We represent bibliographic information of papers using four vocabularies: bibo, bibtex, fabio, and schema (see namespaces above). Important attributes include the title, PMID, DOI, publication date, publisher, publisher URI, license and authors. For each paper, we store provenance information. In particular, our code allows the reference to the original CORD-19 raw files as well as the time when we generate the resource. The URIs of our generated Paper resources follow the format https://covid-19ds.data.dice-research.org/resource/<paperId> where <paperId> is the unique paper id within the CORD-19 dataset. An example resource is given in Listing 2.
Authors are represented in FOAF (http://xmlns.com/foaf/spec/). Important attributes include the first, middle, and last names as well as mail addresses and institutions.

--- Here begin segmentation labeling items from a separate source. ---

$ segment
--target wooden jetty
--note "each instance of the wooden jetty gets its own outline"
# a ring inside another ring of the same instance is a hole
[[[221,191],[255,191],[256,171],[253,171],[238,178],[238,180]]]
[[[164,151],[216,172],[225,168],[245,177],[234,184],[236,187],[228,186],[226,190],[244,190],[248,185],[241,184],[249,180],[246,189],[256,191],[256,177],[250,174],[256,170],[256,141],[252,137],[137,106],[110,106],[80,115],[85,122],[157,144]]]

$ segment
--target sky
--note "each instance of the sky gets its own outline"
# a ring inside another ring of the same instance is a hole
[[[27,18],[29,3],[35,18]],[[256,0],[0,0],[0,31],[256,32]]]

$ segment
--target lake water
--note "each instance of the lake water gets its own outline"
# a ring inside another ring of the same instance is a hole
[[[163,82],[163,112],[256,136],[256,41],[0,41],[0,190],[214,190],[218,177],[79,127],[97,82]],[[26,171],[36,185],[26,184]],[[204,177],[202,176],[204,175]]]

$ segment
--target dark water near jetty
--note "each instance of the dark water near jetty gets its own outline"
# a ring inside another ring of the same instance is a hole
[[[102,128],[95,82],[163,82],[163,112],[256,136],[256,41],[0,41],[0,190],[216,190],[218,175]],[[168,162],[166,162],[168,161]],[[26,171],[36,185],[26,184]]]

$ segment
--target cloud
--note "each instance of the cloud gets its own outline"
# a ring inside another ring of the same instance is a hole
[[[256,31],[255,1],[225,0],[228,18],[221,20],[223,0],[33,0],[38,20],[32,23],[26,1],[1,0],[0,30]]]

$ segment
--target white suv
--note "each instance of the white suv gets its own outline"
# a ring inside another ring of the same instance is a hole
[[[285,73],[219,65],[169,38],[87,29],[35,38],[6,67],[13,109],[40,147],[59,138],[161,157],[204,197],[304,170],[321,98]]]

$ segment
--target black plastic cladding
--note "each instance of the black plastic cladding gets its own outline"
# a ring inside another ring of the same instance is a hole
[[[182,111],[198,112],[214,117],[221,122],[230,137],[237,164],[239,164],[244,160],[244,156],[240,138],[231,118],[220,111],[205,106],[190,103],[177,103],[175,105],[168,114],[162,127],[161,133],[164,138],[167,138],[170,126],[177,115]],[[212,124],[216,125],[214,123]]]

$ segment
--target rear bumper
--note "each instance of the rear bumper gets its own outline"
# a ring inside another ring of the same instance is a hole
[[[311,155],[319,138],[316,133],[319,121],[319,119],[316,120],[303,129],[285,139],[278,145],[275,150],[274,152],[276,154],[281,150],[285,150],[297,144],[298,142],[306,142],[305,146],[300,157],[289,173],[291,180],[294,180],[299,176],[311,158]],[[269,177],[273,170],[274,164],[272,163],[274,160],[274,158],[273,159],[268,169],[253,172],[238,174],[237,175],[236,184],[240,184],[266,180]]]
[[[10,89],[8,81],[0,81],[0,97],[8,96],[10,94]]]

Papers are further subdivided by section and the corresponding information is expressed in the SALT ontology23. We keep track of a set of predefined sections including Abstract, Introduction, Background, Related Work, Preliminaries, Conclusion, Experiment and Discussion. In case another section heading appears in the paper, we assign it to the default section Body. We further subdivide a section using cvdo:hasSection. An example is given in Listing 3.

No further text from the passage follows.